Ted Moskovitz

2.1 Data Parallelism

this is when you apply the same program/instruction to separate pieces of data independently
example: RGB -> grayscale pixel conversion (each pixel is independent of the others)

task parallelism: another type of parallelism in which you apply instructions in parallel (shocker) — e.g., you need to a vector addition and a matrix-vector product but one doesn’t have to wait for the other to be completed first

2.2 CUDA C Program Structure

CUDA C is just the base language with extra stuff tacked on (also starting to have more C++ features too)
host = CPU, device = GPU
regular C can be seen as just CUDA with only host code
you can add device code with kernels, which place data on device and launch a bunch of parallel threads — the threads launched by a kernel are called a grid

above is example program, where things start on host, then a kernel launches a grid of threads, then the parallel part is over and control returns to host, etc. in more complicated programs, often have code running on host and device simultaneously
in the RGB -> grayscale example, the no. of threads would be equal to the no. of pixels in the image

A vector addition kernel

Simple in-place vector addition in regular C:

void vecAdd(float* A_h, float* B_h, float* C_h, int n) {

  for (int i = 0; i < n; ++i) {
      C_h[i] = A_h[i] + B_h[i];
  }
}

int main() {

  // allocate memory on host, etc

  vecAdd(A, B, C, N);
  // ...
}

To write a simple CUDA kernel for the same thing, you have to copy the data from host memory to device memory, launch threads/perform the computation, then copy the result back to host memory and free the memory used on the device

void vecAdd(float* A_h, float* B_h, float* C_h, int n) {
  int size = n * sizeof(float);
  float *A_d, *B_d, *C_d;

  // Part 1: allocate memory on device and copy from host

  // Part 2: actually do the addition

  // Part 3: copy the result back to host and free memory on device
}

Note that in this way of writing things, the actually GPU-y part is totally hidden from the host code. This is called transparent outsourcing, which is nice for modularity, but also can be inefficient (e.g., you might want to keep big pieces of data on device for multiple function calls, rather than copying back and forth every time)

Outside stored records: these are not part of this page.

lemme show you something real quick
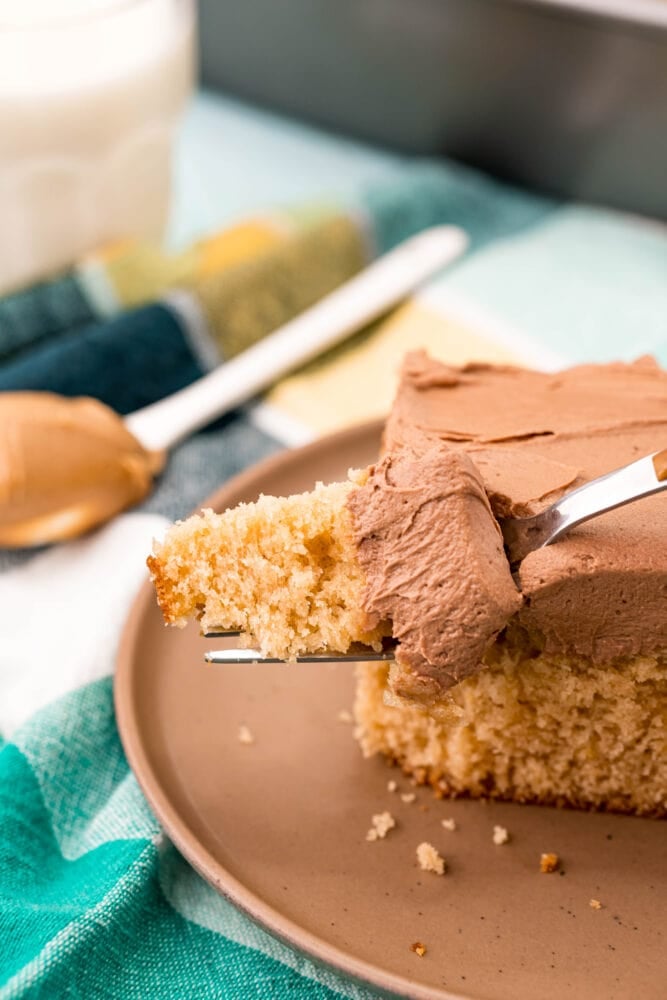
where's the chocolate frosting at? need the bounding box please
[0,393,163,546]
[347,447,521,701]
[380,351,667,667]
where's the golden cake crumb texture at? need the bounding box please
[353,639,667,817]
[416,842,446,875]
[237,725,254,745]
[493,825,509,845]
[366,811,396,842]
[540,852,560,874]
[148,479,390,658]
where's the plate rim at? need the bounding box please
[114,420,470,1000]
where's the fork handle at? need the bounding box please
[503,448,667,562]
[124,226,467,453]
[204,648,395,664]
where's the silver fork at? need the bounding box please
[499,445,667,563]
[204,446,667,664]
[204,637,397,664]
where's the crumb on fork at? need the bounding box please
[366,811,396,841]
[540,852,560,873]
[416,842,446,875]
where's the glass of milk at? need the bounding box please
[0,0,195,293]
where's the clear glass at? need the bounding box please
[0,0,195,293]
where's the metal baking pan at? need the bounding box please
[199,0,667,219]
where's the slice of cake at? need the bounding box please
[148,445,520,695]
[355,352,667,817]
[148,351,667,817]
[148,478,386,658]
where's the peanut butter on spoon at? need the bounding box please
[0,229,467,548]
[0,393,164,547]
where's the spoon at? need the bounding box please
[0,226,467,548]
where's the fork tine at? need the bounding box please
[203,629,242,637]
[204,647,396,664]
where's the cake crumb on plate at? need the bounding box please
[337,709,353,723]
[589,898,602,910]
[411,942,427,957]
[237,725,254,745]
[401,792,416,804]
[540,852,560,873]
[441,818,457,831]
[416,842,445,875]
[387,780,398,793]
[366,811,396,841]
[493,825,509,845]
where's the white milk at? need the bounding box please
[0,0,194,292]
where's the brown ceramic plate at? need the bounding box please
[115,421,666,1000]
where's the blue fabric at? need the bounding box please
[0,273,96,364]
[0,304,204,415]
[363,162,555,255]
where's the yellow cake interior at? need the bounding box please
[354,630,667,817]
[148,479,389,657]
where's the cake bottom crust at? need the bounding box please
[353,639,667,818]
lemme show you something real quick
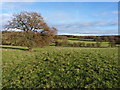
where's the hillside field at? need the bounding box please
[2,45,120,88]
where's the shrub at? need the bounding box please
[72,43,79,47]
[109,40,116,47]
[55,40,69,47]
[95,42,101,47]
[2,31,56,51]
[91,43,96,47]
[86,43,91,47]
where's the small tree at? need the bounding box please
[5,11,57,51]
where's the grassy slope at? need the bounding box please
[2,45,120,88]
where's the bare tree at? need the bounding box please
[5,11,57,51]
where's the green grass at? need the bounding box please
[68,38,120,47]
[56,39,109,47]
[68,38,94,41]
[68,40,109,46]
[2,45,120,88]
[80,39,94,41]
[68,38,79,40]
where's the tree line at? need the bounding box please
[2,31,120,49]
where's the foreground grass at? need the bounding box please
[2,45,120,88]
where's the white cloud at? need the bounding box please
[92,12,108,17]
[55,19,118,29]
[112,11,120,14]
[0,13,12,29]
[58,33,118,36]
[45,11,77,25]
[92,11,119,17]
[53,19,118,35]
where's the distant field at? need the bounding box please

2.4 Device Global Memory and Data Transfer

A GPU has a certain amount of global device memory or just device memory (DRAM), e.g., for A100s it’s either 40GB or 80GB
to allocate and release memory on device, CUDA uses the cudaMalloc(ptr_address, size) and cudaFree(ptr) functions, where size is the number of required bytes, ptr_address is the address of a pointer to either put stuff or free stuff from, and ptr is a pointer
these are like malloc and free in regular C, except malloc only takes a size input, not a pointer as well
once you’ve allocated memory on device, you can transfer data from the host to the device (or back again, or within-device) using cudaMemcpy(destination, source, size, <transfer_type>), where <transfer_type> is either cudaMemcpyHostToDevice, cudaMemcpyDeviceToHost, or similar for Host-Host transfer or Device-Device transfer

2.5 Kernel Functions and Threading

kernel functions specify the code that each thread executes during the parallel phase
this is an example of single program multiple data (SPMD) — distinct from SIMD because each thread doesn’t have to be on the same instruction within the kernel at the same time
when a kernel executes, it launches a grid of threads that are organized into blocks, where each block contains a subset of threads. on current GPUs, blocks can contain up to 1024 threads
threads are accessible via three built-in variables: blockIdx (which block are you in), blockDim (how many threads are in the block), and threadIdx (which thread within the block is this). each of these are themselves structs which have three fields x, y, and z, which are like coordinates in case of multidimensional data (i.e., if you are only dealing with 1d vectors, you only need blockIdx.x to specify your block). then the overall thread can be identified by blockIdx.x * blockDim.x + threadIdx.x.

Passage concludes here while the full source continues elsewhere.